Efectos del aumento de los costos de construcción en el mercado dominicano

Los desarrolladores buscan opciones para mitigar posibles aumentos de este tipo en el futuro.
El sector ferretero y de construcción de vivienda ya han advertido que los aumentos desproporcionados podrían tener consecuencias graves en la industria inmobiliaria.

La crisis sanitaria por el covid-19 ha tenido consecuencias severas para la economía mundial y la República Dominicana no ha sido ajena a esto. El producto interno bruto del país se contrajo un 6,7% en el 2020 ante el impacto de las medidas par contener la propagación del virus.

El Gobierno dominicano ha sido proactivo al tomar medidas buscando reactivar los sectores productivos del país. En caso del sector construcción, busca aprovecharlo como motor para reactivar la economía, pero se mantiene aún a la espera de políticas que vayan en su auxilio.

Aumento de los costos de construcción

A inicios de junio, el periódico Diario Libre publicó un reportaje que indicó que el metro cuadrado de construcción de vivienda aumentó cerca de un 30%.

En esa noticia, el presidente de la Asociación Dominicana de Ferreteros y el de la Asociación Dominicana de Constructores y Promotores de Viviendas coincidieron que los aumentos podrían tener consecuencias graves para dicho sector.

Entre los materiales principales que han visto incrementados están el acero para la construcción en más de un 80%, la madera con aumentos que van desde el 39% a más de un 400%. En el caso de los materiales eléctricos las alzas rondan el 60%.

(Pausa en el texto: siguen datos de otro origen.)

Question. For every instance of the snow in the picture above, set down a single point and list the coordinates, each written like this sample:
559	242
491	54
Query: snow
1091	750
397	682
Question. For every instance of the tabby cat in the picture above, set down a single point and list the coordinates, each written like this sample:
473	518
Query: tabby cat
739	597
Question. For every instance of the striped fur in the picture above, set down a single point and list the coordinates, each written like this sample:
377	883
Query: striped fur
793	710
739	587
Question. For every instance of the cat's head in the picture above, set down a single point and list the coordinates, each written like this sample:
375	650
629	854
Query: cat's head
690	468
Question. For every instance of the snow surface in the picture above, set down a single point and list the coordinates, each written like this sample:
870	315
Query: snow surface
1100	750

En República Dominicana, estos incrementos se podrían atribuir parcialmente:

– Al aumento de los costos de materia prima y productos de importación.

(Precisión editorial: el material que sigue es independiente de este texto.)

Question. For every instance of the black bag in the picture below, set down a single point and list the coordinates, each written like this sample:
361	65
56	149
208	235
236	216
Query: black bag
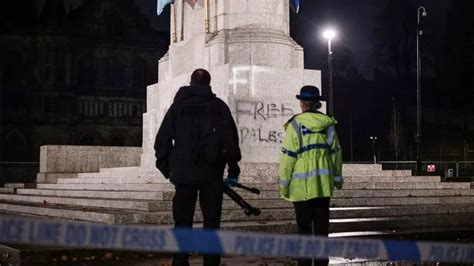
219	143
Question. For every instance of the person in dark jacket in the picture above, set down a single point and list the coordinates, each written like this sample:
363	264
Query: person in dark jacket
182	145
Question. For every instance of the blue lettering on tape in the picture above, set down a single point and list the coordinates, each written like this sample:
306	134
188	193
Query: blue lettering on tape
44	232
11	230
313	248
75	234
333	248
103	236
402	250
198	240
244	244
363	249
144	238
137	237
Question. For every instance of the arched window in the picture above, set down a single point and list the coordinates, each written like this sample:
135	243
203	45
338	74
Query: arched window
86	73
15	147
113	72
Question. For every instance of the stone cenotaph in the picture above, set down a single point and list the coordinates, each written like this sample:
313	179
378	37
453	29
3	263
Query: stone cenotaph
256	67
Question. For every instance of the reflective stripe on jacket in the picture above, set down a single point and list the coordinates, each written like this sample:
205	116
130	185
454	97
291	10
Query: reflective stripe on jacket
311	158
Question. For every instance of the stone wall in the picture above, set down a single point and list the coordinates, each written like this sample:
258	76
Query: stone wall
67	161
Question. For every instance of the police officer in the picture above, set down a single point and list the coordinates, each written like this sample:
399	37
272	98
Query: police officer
310	166
183	146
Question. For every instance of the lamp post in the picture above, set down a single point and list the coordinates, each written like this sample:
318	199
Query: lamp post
329	34
421	12
374	140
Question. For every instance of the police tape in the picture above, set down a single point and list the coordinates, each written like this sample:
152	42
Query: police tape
74	234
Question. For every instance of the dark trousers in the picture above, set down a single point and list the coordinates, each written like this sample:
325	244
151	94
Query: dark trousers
184	203
312	218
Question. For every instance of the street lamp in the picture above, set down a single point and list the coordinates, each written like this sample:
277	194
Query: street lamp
421	13
374	140
329	34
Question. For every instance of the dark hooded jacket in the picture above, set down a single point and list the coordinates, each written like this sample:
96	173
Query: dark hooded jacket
186	122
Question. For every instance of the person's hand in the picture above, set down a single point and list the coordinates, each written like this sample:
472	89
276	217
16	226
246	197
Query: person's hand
230	181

– Demoras y aumento de costos en el transporte por alta demanda y falta de contenedores de transporte.

– Posible especulación o desabastecimiento de los principales suplidores en el país.

Como referencia, en EE. UU., el precio del acero para la construcción aumentó en más de un 20% y la madera en más de un 60%. IHS Global Insight, una firma de estudios económicos, estima que en 2022 los precios del acero y madera deberán disminuir un 6% y 19%, respectivamente, aunque no regresarán a los precios pre-covid.

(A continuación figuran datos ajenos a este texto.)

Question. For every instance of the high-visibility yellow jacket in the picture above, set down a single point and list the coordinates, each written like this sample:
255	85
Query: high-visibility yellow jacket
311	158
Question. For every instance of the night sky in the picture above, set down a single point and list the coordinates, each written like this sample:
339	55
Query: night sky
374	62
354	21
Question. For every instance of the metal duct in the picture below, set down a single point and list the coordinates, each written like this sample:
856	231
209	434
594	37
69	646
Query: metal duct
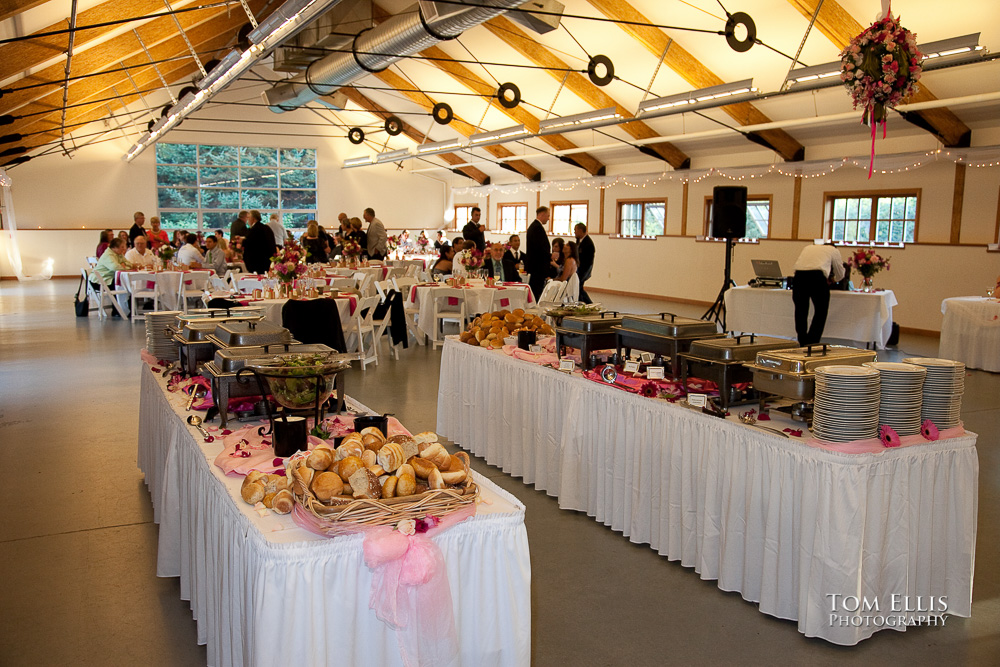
377	48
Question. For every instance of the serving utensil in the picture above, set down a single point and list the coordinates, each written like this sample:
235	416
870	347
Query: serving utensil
196	421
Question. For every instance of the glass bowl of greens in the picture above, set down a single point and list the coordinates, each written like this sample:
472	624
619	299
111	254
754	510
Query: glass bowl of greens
300	381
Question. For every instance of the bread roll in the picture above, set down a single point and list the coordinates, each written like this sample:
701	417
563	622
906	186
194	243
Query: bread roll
320	458
349	466
352	448
406	485
253	492
369	458
283	502
326	485
365	484
391	456
422	467
438	455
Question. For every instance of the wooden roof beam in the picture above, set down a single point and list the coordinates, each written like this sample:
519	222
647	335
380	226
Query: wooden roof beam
413	133
580	85
659	42
837	24
460	125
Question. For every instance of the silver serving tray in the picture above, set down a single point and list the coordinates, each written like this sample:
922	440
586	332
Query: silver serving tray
668	325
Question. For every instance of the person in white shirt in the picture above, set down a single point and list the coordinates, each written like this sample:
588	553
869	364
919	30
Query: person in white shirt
215	256
189	253
816	268
141	256
274	222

Consecuencias en el sector inmobiliario

Estos aumentos generan consecuencias funestas en el sector inmobiliario, donde a partir de agosto de 2020, se evidenciaron aumentos considerables en las preventas de proyectos aún por construir y cuando aún no se preveía un aumento tan considerable en los costos de construcción.

A causa de esto, se han visto algunos casos donde proyectos han tenido que devolver las reservas a los compradores o cancelar su ejecución. Los aumentos de materiales los hacen inviables.

En otros casos, se conversa con los compradores y plantearles un ajuste en el precio de venta o la rescisión de sus ventas para poder continuar.

Y en el tercer caso, algunos desarrolladores absorben los incrementos de los costos. Buscan proteger su reputación, fidelizar a sus clientes o tienen proyectos de más larga duración y esperan que los costos se normalicen en cierto sentido durante el 2022.

Mitigar los aumentos

De igual manera, los desarrolladores buscan opciones para mitigar posibles aumentos de este tipo en el futuro.

La solución más común ha sido la introducción de una cláusula de escalación en los contratos de promesa de venta donde el comprador se compromete a asumir posibles aumentos de los costos de construcción a futuro.

Esto se ve a nivel local y por igual en los EE. UU. Según un artículo reciente de CNBC indicó que “más del 50% de promotores de proyectos residenciales indicaron que están añadiendo cláusulas de escalación en los precios de venta debido a aumentos de los costos de construcción”.

En el corto y mediano plazo, por igual, el incremento de los costos se vería reflejado en un aumento en los precios de venta de nuevos proyectos, lo que tendrá un efecto negativo en las ventas y el turismo inmobiliario.

Esto a su vez se irá traduciendo en una reducción del valor de la tierra, ya que los principios básicos inmobiliarios dictan que el valor de la tierra es el valor residual obtenido por el cálculo del valor total de venta ya completado menos los costos para el desarrollo (incluida la ganancia del promotor).

De esta manera, se irá retornando a un balance entre oferta y demanda a medida que se normalicen los costos y se reajusten los valores de las tierras.

Fuentes: Wall Street Journal, Banco Central de la República Dominicana, Diario Libre, Listín Diario, CNBC, ENR.COM, IHS Global Insight.